We have a lot of new smartphones to look forward to launching this year, a few of which have already come to fruition: the LG G Flex, Samsung Galaxy S5, and HTC One (M8) just to name a few. However, another device that has been widely discussed, yet not seen (statewide) at least, is the Sony Xperia Z2 smartphone. Although there is still no real confirmation that the phone will be released in the U.S., there hasn’t been any real evidence to say that it won’t either.
Last year, Sony surprised us with the launch of the Xperia Z1 smartphone, one of the first smartphones to really strut its stuff by being both waterproof and dustproof without having to release a separate device (like the Galaxy S4 did). The device also managed to look sleek, and it featured a physical camera key on the side of the device. There was a lot to love about the 5-inch Sony Xperia Z1, but there wasn’t a whole lot of people who would be lucky enough to love it seeing as the Z1 launched in the U.S. as a T-Mobile exclusive.

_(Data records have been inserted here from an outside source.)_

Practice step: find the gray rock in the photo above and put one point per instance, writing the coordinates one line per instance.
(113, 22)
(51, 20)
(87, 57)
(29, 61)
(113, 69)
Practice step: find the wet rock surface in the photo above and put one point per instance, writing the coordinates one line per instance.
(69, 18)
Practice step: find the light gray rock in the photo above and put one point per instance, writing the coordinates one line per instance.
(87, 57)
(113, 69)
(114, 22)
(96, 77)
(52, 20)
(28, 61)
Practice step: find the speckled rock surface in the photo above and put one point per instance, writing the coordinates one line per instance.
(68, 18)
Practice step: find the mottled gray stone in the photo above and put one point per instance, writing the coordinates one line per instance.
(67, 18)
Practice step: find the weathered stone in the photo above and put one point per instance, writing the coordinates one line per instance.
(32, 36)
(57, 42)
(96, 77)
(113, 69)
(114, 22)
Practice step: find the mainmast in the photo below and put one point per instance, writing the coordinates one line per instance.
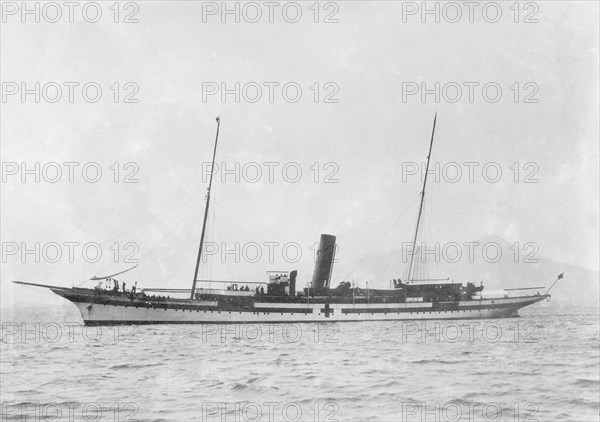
(422, 200)
(205, 211)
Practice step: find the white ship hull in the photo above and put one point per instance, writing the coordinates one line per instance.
(108, 314)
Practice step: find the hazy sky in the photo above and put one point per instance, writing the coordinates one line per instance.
(370, 58)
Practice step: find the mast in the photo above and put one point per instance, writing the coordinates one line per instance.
(422, 200)
(205, 212)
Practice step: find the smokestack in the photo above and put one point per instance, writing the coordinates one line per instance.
(293, 275)
(324, 262)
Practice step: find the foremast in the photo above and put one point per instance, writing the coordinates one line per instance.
(422, 200)
(205, 212)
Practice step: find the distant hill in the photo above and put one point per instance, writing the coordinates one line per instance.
(580, 285)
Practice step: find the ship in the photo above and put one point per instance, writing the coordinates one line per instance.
(279, 300)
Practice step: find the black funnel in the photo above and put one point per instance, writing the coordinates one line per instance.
(324, 262)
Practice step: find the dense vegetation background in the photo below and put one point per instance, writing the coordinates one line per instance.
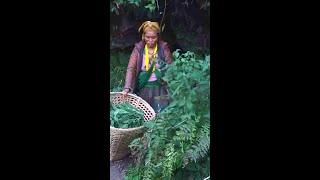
(182, 151)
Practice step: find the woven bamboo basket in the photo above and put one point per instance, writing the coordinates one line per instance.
(120, 138)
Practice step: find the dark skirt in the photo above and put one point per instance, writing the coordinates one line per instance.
(156, 97)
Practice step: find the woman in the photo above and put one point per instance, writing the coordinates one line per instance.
(147, 66)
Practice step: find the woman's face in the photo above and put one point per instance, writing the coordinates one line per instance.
(151, 38)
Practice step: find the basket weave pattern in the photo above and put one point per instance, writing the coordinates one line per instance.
(119, 137)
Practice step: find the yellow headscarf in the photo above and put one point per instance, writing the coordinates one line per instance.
(153, 26)
(149, 25)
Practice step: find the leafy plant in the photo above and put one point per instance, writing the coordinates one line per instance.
(177, 140)
(125, 115)
(118, 67)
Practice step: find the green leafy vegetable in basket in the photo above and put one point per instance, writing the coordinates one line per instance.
(125, 115)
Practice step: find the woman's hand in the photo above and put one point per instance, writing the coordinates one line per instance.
(126, 91)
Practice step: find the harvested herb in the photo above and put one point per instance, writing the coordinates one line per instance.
(125, 115)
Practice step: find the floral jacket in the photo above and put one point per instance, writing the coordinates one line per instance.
(135, 61)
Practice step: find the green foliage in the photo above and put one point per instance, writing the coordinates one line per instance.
(133, 5)
(177, 140)
(118, 67)
(125, 115)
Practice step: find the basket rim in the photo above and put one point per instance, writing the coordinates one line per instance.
(134, 128)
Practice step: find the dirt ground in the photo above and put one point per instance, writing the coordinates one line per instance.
(117, 168)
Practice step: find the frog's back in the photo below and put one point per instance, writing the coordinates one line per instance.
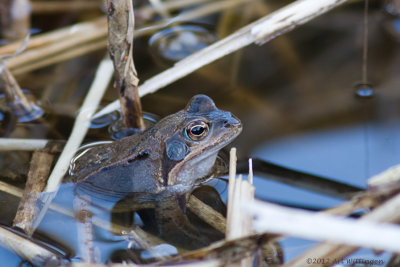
(117, 169)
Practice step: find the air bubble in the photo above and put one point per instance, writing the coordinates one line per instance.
(364, 90)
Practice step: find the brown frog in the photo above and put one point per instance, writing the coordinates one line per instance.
(162, 163)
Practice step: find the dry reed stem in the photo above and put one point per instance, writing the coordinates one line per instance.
(387, 212)
(59, 35)
(231, 188)
(71, 37)
(81, 125)
(207, 214)
(68, 42)
(60, 57)
(261, 31)
(238, 223)
(46, 7)
(84, 220)
(28, 250)
(106, 225)
(277, 219)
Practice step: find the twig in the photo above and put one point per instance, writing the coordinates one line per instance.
(14, 19)
(387, 212)
(261, 31)
(27, 144)
(37, 255)
(276, 219)
(300, 179)
(18, 103)
(37, 176)
(106, 225)
(46, 7)
(121, 23)
(82, 123)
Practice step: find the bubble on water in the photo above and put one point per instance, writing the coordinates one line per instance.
(82, 151)
(364, 90)
(161, 250)
(175, 43)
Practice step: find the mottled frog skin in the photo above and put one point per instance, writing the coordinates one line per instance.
(156, 168)
(169, 158)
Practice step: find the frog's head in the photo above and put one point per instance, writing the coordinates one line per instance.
(202, 131)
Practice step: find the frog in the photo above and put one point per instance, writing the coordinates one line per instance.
(159, 166)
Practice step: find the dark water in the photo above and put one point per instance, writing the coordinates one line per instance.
(297, 96)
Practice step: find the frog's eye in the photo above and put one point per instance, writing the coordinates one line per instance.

It was a good move for T-Mobile, perhaps, but not such a great move for Sony. With Sony not gaining much edge here in the U.S., I can only assume that the main reason behind it is because they’re only tailoring their flagship Android device with one carrier, and the carrier with the least amount of subscribers (for the moment) at that. By doing this, they ended up closing a lot of doors for many smartphone users in the U.S. looking for an upgrade.

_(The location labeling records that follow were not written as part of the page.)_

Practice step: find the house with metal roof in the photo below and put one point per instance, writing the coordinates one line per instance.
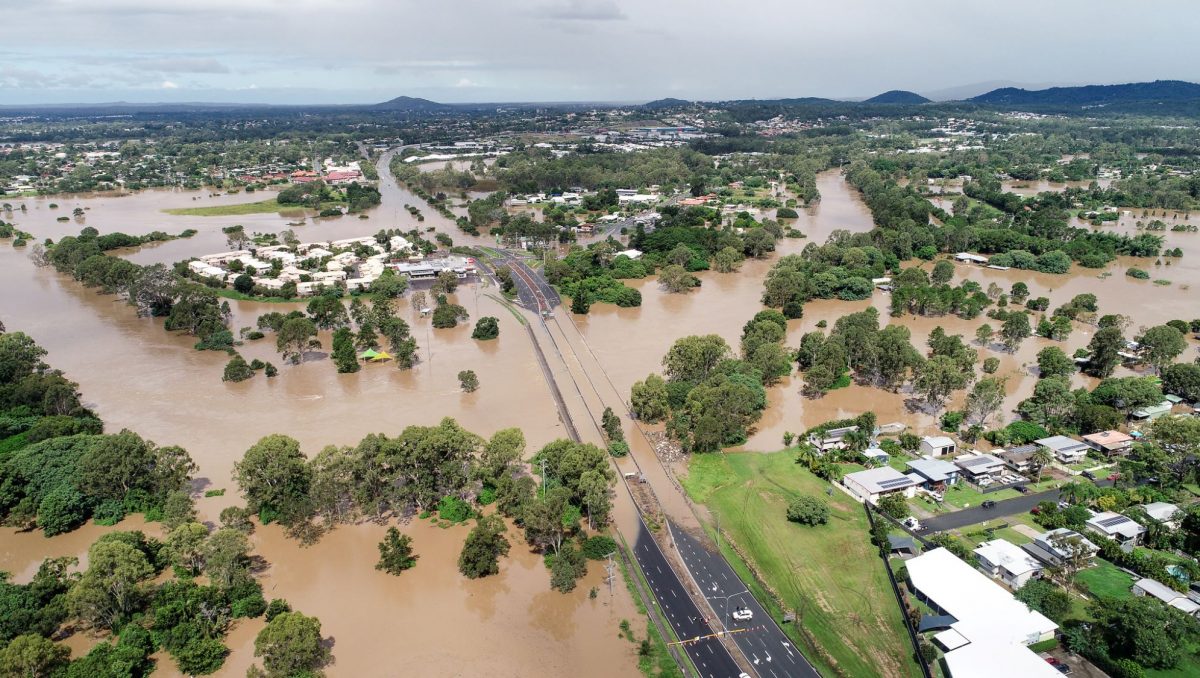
(1167, 594)
(1060, 545)
(1067, 450)
(937, 447)
(1109, 442)
(1164, 513)
(1002, 559)
(991, 630)
(981, 469)
(1115, 526)
(935, 474)
(875, 483)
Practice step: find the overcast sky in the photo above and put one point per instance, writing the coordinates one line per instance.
(460, 51)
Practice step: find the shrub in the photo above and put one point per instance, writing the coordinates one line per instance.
(808, 510)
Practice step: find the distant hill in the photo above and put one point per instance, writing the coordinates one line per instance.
(898, 96)
(669, 102)
(414, 105)
(1093, 95)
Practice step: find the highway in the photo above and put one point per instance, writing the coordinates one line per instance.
(763, 642)
(711, 658)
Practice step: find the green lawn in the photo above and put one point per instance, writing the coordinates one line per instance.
(1104, 581)
(831, 575)
(262, 207)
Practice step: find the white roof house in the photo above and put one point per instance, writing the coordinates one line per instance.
(1057, 545)
(1167, 594)
(1008, 562)
(1067, 450)
(936, 445)
(1115, 526)
(871, 484)
(993, 628)
(1163, 511)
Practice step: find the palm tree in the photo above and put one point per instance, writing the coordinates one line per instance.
(1041, 459)
(807, 455)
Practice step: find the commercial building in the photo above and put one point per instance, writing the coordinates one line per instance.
(990, 631)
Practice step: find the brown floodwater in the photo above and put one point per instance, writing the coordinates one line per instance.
(142, 378)
(139, 377)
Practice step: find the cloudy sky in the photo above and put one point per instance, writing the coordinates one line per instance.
(472, 51)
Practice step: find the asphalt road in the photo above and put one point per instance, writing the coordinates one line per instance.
(763, 642)
(677, 607)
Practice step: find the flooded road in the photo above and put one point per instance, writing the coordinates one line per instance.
(139, 377)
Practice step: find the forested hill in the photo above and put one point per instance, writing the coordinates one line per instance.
(1095, 95)
(409, 103)
(898, 96)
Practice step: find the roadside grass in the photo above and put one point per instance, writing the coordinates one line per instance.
(831, 576)
(659, 661)
(262, 207)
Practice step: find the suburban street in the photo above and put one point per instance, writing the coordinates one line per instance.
(709, 655)
(763, 642)
(1002, 509)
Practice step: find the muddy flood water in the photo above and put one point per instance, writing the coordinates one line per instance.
(139, 377)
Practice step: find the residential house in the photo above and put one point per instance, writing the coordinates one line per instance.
(1060, 545)
(937, 447)
(1019, 459)
(831, 439)
(876, 456)
(1164, 513)
(1007, 562)
(1167, 594)
(981, 469)
(1067, 450)
(875, 483)
(1109, 442)
(991, 630)
(1151, 412)
(903, 546)
(934, 474)
(1114, 526)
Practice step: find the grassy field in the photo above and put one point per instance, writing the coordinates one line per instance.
(262, 207)
(1104, 581)
(831, 575)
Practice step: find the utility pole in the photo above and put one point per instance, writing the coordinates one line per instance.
(610, 568)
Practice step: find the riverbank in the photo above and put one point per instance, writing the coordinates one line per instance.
(829, 576)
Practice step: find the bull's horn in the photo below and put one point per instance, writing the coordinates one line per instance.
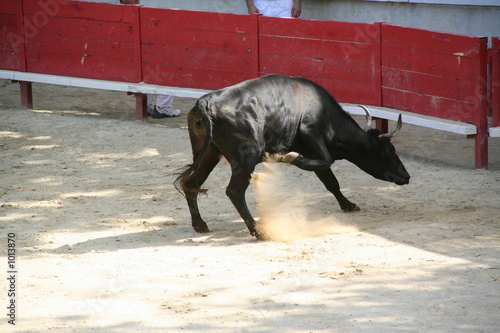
(394, 131)
(368, 125)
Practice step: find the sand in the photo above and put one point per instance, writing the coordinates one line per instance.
(104, 243)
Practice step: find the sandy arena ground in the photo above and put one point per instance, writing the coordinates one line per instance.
(104, 241)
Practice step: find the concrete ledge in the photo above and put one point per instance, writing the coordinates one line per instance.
(140, 88)
(415, 119)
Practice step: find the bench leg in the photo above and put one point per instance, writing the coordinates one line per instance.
(382, 124)
(481, 148)
(141, 106)
(26, 94)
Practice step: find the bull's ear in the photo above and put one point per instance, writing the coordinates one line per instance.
(203, 104)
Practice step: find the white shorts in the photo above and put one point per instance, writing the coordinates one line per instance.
(276, 8)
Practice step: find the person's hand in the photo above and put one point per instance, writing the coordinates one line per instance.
(253, 10)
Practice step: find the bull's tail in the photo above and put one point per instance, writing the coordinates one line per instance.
(200, 133)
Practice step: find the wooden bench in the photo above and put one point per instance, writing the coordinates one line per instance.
(140, 90)
(415, 119)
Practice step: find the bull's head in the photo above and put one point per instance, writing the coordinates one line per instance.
(379, 158)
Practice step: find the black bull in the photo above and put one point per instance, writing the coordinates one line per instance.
(292, 118)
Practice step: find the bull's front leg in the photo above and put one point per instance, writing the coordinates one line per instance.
(331, 183)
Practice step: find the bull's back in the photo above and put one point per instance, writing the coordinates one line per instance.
(267, 110)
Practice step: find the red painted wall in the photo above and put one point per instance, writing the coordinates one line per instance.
(425, 72)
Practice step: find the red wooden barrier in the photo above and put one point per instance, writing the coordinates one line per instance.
(430, 73)
(437, 74)
(12, 55)
(342, 57)
(197, 49)
(495, 81)
(83, 39)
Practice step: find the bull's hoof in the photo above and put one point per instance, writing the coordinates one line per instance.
(260, 236)
(290, 157)
(351, 208)
(202, 228)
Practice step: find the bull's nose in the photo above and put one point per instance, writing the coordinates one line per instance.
(398, 179)
(405, 181)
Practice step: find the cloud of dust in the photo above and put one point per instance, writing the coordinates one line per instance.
(284, 216)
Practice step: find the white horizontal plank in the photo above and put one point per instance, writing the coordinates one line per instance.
(494, 132)
(103, 84)
(415, 119)
(447, 2)
(379, 112)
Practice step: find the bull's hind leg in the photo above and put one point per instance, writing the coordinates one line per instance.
(236, 192)
(315, 146)
(331, 183)
(191, 185)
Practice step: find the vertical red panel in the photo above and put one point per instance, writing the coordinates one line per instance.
(481, 139)
(495, 81)
(430, 73)
(342, 57)
(12, 56)
(82, 39)
(197, 49)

It’s a lesson learned, though. Gone are the days when Apple was able to take a chokehold on the industry by being an AT&T exclusive. There is no clear winner anymore on who makes the best smartphone or the best platform. It’s all about personal opinion at this point, so when it comes to holding carrier exclusives for a smartphone that should be a big hit, there’s only one way to solve it: getting rid of carrier exclusives altogether.
There’s already a rumor going around that the Xperia Z2 may end up being a Verizon exclusive in the U.S., which still doesn’t make any sense to me. The reason that Samsung is able to sell as many phones as it does is partially because they’re not exclusive to any one carrier; the Galaxy S and Galaxy Note devices are available across the board, although they might not all be released at the same time. HTC finally got its act together last year with the One by releasing one single flagship (with size variants, of course) across the board as well, and while they might not be at the superstar level that Samsung is at, they’re making way in the right direction.
The solution for Sony to make any headway in the U.S. is to at least try and get rid of the carrier exclusive stuff. I think that the Xperia phones are some of the better made Android phones on the market, but in order for everybody to see that it needs to be available to them. Maybe that’s not possible right now for Sony, but until it is I don’t see Sony making any big headlines anytime soon.